En la primera de sus cartas Bécquer escribió una frase que ha sido repetida insistentemente: "cuando siento no escribo". Es el propio Bécquer el encargado de romper el mito que le rodea, y con una sola frase. En efecto, el proceso de creación poética que sigue Bécquer es el siguiente: el poeta primero tiene la experiencia vital, que se limita a sentir, sin intentar racionalizarla, sino sólo captándola a través de los sentidos; posteriormente esa experiencia queda almacenada en su memoria, como estado poético, ya que los poetas son seres que disponen de una memoria especial, capaz de albergar aquellos detalles que pasaron desapercibidos para otros. Después de pasado un tiempo, "sereno y puro", el poeta recrea el estado poético almacenado en la memoria, a través de la evocación. Pero lo que se evoca no es la vivencia en sí, sino el recuerdo que permaneció en la memoria. Esta evocación, a través de la imaginación, la inteligencia y el esfuerzo creativo, se convierte en visión. La visión es lo que debe ser llevado al papel. En este momento comienza la lucha con el lenguaje; porque no es posible que algo material y concreto pueda expresar algo que inefable, que se encuentra oculto en la conciencia del poeta.

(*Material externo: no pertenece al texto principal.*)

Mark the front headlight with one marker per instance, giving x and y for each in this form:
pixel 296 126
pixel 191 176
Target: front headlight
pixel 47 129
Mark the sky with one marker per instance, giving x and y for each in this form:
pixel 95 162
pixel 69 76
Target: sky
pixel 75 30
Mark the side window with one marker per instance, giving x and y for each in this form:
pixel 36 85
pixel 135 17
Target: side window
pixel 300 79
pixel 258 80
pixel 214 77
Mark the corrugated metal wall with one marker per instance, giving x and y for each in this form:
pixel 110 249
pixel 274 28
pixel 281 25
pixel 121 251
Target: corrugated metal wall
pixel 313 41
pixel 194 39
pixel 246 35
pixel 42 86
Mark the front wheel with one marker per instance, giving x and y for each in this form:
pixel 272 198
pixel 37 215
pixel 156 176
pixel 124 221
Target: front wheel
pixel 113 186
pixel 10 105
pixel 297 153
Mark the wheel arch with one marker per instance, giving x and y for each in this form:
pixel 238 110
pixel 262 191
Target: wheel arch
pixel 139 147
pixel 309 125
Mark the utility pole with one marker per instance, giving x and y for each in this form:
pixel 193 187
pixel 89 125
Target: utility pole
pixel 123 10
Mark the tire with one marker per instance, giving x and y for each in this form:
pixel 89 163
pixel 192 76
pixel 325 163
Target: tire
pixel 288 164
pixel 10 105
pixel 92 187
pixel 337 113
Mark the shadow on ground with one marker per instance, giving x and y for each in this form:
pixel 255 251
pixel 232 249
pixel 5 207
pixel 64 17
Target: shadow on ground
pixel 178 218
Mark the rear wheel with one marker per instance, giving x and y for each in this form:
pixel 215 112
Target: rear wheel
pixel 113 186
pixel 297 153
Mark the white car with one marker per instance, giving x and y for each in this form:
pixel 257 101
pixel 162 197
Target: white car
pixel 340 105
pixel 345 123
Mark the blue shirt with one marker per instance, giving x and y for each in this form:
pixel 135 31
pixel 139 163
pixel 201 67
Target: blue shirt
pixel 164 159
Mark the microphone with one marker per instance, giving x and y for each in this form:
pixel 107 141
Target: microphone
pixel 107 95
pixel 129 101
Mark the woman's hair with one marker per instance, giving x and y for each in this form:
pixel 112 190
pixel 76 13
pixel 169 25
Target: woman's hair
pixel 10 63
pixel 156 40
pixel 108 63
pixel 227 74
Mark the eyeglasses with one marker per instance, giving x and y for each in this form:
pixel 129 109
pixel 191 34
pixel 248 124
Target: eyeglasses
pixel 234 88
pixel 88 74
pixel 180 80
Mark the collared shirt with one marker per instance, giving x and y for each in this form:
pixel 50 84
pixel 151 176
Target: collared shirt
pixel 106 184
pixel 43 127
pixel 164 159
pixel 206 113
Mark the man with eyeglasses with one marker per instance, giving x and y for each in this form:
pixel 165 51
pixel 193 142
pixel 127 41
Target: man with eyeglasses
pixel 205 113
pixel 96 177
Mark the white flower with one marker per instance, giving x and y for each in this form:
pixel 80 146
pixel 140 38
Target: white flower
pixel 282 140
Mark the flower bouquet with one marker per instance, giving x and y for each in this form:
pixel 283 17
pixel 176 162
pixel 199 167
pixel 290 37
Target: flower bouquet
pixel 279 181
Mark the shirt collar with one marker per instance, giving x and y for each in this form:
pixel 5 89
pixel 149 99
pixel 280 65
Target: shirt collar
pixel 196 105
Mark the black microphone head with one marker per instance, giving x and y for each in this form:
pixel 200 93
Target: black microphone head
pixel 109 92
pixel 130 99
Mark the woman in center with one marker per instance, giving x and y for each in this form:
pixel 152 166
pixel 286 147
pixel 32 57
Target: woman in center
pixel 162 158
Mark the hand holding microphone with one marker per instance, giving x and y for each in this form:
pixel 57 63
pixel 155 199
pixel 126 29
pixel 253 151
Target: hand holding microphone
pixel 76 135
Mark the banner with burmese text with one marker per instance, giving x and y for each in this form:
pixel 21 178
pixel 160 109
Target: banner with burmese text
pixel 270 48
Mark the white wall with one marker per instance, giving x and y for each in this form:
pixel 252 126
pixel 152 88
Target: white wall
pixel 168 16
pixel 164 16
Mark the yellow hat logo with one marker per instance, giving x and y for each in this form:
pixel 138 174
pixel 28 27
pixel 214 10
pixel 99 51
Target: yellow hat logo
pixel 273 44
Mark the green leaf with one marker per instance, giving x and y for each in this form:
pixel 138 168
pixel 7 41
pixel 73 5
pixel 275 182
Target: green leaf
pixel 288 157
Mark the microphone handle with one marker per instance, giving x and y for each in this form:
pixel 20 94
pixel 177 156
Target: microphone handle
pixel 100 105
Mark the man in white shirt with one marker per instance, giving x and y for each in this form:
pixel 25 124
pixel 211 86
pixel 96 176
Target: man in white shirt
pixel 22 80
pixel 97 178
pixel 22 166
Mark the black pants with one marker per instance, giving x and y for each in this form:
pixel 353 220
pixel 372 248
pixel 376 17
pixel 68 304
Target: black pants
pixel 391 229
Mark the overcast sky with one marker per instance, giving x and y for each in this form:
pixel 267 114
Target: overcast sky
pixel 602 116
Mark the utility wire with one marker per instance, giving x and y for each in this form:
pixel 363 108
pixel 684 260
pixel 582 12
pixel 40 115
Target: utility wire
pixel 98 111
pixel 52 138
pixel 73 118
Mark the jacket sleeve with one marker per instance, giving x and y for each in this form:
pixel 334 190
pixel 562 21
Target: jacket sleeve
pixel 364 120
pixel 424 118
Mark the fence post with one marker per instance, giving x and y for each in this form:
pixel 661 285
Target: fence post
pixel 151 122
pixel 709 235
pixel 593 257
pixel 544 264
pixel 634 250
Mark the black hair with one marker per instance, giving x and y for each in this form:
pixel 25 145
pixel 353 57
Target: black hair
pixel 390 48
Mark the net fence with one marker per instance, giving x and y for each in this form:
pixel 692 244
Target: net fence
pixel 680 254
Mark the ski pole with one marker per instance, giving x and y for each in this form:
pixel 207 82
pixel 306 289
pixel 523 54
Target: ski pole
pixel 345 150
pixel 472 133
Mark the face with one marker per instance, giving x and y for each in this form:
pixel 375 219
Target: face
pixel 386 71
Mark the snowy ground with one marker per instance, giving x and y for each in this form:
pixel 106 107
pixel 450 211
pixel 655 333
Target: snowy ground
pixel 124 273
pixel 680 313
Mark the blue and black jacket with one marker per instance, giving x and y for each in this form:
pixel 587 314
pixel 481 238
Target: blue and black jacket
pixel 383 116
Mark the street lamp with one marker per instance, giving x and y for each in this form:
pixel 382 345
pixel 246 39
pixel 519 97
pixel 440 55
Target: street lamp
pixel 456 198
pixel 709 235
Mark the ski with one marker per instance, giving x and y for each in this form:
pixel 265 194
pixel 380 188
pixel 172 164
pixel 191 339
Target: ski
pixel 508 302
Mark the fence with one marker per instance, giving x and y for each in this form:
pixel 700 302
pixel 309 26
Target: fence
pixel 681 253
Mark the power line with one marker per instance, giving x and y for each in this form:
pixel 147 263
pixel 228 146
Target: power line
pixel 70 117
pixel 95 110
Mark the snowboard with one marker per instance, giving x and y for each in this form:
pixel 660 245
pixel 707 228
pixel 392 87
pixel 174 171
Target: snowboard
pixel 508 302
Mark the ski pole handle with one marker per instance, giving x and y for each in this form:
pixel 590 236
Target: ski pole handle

Los poemas no se basan en la realidad directamente. Como consecuencia, el poeta escribe sereno, alejado de cualquier sentimiento pasional. Es decir, que Bécquer escribiría sus supuestos poemas amorosos sin haber sentido directamente el amor. Esta separación entre escritura y vida también lo encontramos en otros autores característicos de la modernidad, como es el caso de Edgar Allan Poe, de Baudelaire -que admiraba fervorosamente a Poe- o de Paul Valery. La separación entre el individuo real y el poeta, uno de los rasgos más característicos de la lírica moderna, puede tener como consecuencia, a veces, la imposición del arte sobre la vida. Bécquer estuvo en esa línea, como señala en su "Introducción sinfónica": "me cuesta saber qué cosas he soñado y cuáles me han sucedido; mis afectos se reparten entre fantasmas de la imaginación y personajes reales". La muerte prematura de Bécquer impidió que supiéramos si en el poeta sevillano se hubiera dado el trágico desenlace que se dio con otros tantos poetas en los que el arte acabó por acaparar la vida, como ocurre con Gerarld de Nerval, el primer gran simbolista, que acabó suicidándose.

Para Bécquer con el lenguaje para expresar la Poesía que anida en su interior tiene un resultado insatisfactorio. Somete a ese "himno gigante y extraño" al "hilo de luz", que es la razón. El resultado es, según Bécquer, en todos los intentos, un "esqueleto descarnado"; es decir, escribir poemas es intentar alcanzar algo que jamás podrá ser alcanzado. Otro poeta a finales de siglo XIX se encuentra con el mismo problema: Mallarmé. Pero Mallarmé decide destruir el hilo de la razón, y liberar esos himnos extraños, dando como resultados Un lance de dados, obra que da comienzo a la modernidad, y de la que parten todos los experimentos vanguardistas posteriores. Toda la pretendida innovación de las vanguardias se encuentra ya en Mallarmé.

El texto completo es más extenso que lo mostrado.